Environmental Protection Agency chief Scott Pruitt encouraged oil executives to apply for top agency jobs. According to emails we obtained, Pruitt made a recruiting “plea” to executives at the American Petroleum Institute, a major oil and gas trade group. At Pruitt’s prompting, a ConocoPhillips official sent the EPA résumés of two people to be considered for regional directorships at the agency.
Cardi B confirmed on Twitter that she married Offset months before his public proposal. The announcement came after TMZ reported it had dug up the marriage certificate of the two rappers, which shows they got married eight months ago. Cardi said getting married was a moment she wanted to keep to herself and that the ceremony came together one morning on a whim. She wrote, “I said I do, with no dress no make up and no ring!”
Jimmy Fallon admits he regrets the Trump hair-ruffling incident. If you remember, in the run-up to the 2016 election, Fallon drew criticism for a softball interview with the then-candidate. During that interview, he ruffled Trump’s hair playfully. Now Fallon says he would’ve done it differently. He added: “I don't support his politics but I don't make that part of my show. It's The Tonight Show. It should be for everybody.”
If, after the madness of news in the last year, you don’t remember the incident, let me jog your memory:
Employees of another tech giant are pushing back against their company’s government contracts
Over the last few weeks, we’ve covered the internal backlash at Google against participating in a government drone program, and Amazon employees taking issue with their company’s contracts with law enforcement agencies using its facial recognition technology.
This strategy is spreading. This week, more than 650 employees at the software giant Salesforce have signed a petition asking their employer to cut ties with US Customs and Border Protection after news broke of immigrant children being separated from their families at the border.

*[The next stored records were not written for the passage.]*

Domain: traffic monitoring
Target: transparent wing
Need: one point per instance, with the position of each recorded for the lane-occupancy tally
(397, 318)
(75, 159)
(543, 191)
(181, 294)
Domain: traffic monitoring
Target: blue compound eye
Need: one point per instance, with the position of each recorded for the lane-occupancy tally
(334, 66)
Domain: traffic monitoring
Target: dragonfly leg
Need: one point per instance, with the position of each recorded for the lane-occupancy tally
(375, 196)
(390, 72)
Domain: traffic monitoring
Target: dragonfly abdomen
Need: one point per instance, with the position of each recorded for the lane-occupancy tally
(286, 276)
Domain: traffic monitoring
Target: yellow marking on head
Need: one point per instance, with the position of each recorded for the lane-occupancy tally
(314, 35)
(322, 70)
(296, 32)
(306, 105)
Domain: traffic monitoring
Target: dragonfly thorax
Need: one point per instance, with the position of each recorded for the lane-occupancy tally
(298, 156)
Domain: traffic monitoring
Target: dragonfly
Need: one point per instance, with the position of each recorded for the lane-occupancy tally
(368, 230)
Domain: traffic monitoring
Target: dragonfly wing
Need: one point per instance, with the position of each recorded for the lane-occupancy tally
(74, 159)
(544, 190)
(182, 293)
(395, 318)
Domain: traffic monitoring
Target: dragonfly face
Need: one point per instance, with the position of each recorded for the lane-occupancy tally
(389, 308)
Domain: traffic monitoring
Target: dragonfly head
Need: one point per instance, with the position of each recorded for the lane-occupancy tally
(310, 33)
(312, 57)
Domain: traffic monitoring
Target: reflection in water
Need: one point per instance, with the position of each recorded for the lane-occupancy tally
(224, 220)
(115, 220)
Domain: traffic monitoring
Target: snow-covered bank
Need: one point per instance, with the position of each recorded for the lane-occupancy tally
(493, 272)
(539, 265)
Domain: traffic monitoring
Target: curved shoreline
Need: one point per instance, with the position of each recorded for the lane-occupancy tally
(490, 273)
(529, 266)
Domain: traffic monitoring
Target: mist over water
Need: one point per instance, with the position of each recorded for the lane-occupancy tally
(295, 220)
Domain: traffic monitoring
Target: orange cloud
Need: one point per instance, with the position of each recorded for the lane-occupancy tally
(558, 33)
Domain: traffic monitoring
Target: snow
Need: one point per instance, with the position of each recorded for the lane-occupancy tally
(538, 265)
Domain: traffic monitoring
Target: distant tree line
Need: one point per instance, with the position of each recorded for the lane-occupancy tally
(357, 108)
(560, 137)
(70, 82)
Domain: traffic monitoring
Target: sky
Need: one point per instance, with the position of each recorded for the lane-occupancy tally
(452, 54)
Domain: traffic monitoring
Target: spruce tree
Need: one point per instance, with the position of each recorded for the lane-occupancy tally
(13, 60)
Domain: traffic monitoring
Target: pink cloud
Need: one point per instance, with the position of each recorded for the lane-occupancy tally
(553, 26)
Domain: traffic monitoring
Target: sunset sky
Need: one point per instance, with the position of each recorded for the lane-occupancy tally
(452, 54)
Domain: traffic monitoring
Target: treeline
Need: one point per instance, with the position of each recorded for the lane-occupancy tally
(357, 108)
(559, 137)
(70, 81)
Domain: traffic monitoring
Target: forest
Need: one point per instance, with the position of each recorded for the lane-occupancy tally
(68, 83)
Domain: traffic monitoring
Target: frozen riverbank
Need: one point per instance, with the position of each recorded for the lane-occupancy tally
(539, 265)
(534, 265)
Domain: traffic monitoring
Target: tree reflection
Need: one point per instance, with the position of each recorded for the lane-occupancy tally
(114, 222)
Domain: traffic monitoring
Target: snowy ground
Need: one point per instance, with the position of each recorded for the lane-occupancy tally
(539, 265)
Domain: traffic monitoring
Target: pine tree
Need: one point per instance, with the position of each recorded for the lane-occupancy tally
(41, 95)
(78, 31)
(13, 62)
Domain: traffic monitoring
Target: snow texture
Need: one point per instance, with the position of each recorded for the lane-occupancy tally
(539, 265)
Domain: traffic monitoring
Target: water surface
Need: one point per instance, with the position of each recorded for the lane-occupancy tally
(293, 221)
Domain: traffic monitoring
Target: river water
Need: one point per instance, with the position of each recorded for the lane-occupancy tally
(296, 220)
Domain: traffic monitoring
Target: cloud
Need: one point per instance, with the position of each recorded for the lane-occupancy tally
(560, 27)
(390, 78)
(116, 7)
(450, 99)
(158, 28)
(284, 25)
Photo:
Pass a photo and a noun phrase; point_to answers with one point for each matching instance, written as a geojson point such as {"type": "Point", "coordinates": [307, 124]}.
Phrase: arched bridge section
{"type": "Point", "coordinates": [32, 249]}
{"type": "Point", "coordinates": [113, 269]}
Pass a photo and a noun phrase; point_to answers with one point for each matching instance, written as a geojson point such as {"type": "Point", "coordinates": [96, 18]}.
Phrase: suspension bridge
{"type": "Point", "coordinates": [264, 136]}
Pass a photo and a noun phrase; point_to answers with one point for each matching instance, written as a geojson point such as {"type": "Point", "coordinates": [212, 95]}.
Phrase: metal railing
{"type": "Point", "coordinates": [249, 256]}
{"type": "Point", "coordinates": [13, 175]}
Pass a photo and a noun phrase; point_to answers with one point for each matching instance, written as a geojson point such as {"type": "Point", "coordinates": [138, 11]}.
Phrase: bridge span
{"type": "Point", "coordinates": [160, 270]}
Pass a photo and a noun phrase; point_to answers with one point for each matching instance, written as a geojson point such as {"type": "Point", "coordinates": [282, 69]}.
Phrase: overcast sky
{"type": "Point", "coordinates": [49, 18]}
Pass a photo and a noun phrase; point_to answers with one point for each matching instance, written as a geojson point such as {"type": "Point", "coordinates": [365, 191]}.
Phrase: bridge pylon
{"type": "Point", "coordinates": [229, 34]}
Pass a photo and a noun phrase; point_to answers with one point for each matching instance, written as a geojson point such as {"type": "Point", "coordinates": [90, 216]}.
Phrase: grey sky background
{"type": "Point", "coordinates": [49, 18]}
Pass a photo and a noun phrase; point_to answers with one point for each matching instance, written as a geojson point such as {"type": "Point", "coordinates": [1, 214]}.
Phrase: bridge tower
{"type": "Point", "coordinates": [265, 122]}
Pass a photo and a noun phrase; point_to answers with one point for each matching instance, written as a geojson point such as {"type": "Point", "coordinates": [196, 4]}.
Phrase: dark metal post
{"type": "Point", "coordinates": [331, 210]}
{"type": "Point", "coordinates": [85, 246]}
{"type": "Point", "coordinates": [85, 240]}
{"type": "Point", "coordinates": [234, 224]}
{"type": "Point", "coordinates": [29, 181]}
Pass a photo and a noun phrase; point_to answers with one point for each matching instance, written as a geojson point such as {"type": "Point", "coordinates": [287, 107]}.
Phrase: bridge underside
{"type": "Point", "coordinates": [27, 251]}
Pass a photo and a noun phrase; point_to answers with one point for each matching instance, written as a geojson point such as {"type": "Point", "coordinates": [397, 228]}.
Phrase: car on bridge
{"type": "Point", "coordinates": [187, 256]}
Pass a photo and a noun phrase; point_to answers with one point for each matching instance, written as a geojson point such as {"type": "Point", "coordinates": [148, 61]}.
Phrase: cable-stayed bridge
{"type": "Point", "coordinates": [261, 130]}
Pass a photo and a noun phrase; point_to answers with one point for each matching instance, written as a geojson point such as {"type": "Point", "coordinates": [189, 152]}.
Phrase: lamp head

The petition reads, “we are particularly concerned about the use of Service Cloud to manage border activities.” It’s addressed to the company’s CEO and asks that the company “craft a plan for examining the use of all our products, and the extent to which they are being used for harm.”
This hero of a boyfriend did his girlfriend’s skin care routine while she was passed out
This is the story of Shanika and Albrecht, who are both pilots in the Philippines. It’s also the definition of true relationship goals.
One night, an exhausted Shanika passed out in the car after coming home from a few drinks. Well, Albrecht didn’t just make sure she got to bed — he did her whole skin care routine.
And he didn’t half-ass it, either. We’re talking toner. We’re talking cleanser. We’re talking moisturizer. We’re talking eye cream.
Shanika woke up the next morning with a smooth face, and checked her phone to see her boyfriend had taken pictures of the process. People are in love with how thoughtful he is.